Evaluation of the Effect of a Visio-Hearing Training Protocol on Spatial Hearing in Subjects With Hearing Loss
NCT04183348 · Status: COMPLETED · Phase: NA · Type: INTERVENTIONAL · Enrollment: 79
Last updated 2025-09-03
Summary
We recently developed a new Neuro-immersion system based on virtual reality and 3D (dimension) motion tracking.
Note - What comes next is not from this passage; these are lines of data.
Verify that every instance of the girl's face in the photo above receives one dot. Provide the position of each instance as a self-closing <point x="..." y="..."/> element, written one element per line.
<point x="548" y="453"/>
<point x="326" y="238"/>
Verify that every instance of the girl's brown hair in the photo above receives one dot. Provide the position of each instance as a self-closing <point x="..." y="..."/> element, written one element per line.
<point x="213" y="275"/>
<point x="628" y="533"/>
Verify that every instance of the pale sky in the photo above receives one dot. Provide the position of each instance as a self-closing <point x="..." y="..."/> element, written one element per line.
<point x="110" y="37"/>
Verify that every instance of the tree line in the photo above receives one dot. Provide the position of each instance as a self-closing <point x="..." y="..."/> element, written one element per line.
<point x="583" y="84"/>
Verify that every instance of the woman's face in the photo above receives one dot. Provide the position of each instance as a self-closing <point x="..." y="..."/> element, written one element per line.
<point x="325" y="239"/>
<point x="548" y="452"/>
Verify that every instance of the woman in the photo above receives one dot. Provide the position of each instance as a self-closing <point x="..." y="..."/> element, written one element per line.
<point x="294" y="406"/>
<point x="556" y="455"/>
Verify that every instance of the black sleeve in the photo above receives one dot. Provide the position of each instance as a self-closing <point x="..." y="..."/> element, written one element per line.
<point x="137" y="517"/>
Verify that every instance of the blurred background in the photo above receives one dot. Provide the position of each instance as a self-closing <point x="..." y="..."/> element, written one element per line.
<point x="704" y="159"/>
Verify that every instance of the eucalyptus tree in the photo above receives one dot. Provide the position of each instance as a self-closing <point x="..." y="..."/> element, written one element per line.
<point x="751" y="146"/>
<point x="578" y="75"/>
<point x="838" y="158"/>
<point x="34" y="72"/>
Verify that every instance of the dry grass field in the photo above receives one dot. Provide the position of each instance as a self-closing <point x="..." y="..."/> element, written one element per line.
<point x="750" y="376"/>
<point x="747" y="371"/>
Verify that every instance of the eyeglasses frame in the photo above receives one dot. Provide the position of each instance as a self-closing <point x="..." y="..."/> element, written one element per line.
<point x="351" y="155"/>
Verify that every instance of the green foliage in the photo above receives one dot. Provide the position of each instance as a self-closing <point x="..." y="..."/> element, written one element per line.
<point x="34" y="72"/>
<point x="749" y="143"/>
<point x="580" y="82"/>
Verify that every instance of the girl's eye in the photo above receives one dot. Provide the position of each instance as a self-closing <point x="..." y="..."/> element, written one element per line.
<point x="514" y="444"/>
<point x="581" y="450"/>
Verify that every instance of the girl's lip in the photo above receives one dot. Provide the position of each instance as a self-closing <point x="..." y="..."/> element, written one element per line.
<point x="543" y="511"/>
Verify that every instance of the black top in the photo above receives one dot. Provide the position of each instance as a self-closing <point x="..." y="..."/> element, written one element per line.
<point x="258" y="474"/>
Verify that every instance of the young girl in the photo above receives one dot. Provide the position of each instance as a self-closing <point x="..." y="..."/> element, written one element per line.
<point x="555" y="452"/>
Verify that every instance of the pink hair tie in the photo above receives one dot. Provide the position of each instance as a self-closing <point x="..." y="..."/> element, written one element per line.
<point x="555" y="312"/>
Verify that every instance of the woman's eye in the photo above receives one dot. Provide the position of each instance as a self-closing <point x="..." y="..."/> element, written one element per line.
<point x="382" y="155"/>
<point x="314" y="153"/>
This tool makes it possible to evaluate and record the spatial localization performance of sounds and to highlight localization deficits in the three dimensions of space in deaf patients. Unfortunately, there is currently no suitable support to compensate for these localization deficits. However, the discomfort felt by the patients is clearly verbalized.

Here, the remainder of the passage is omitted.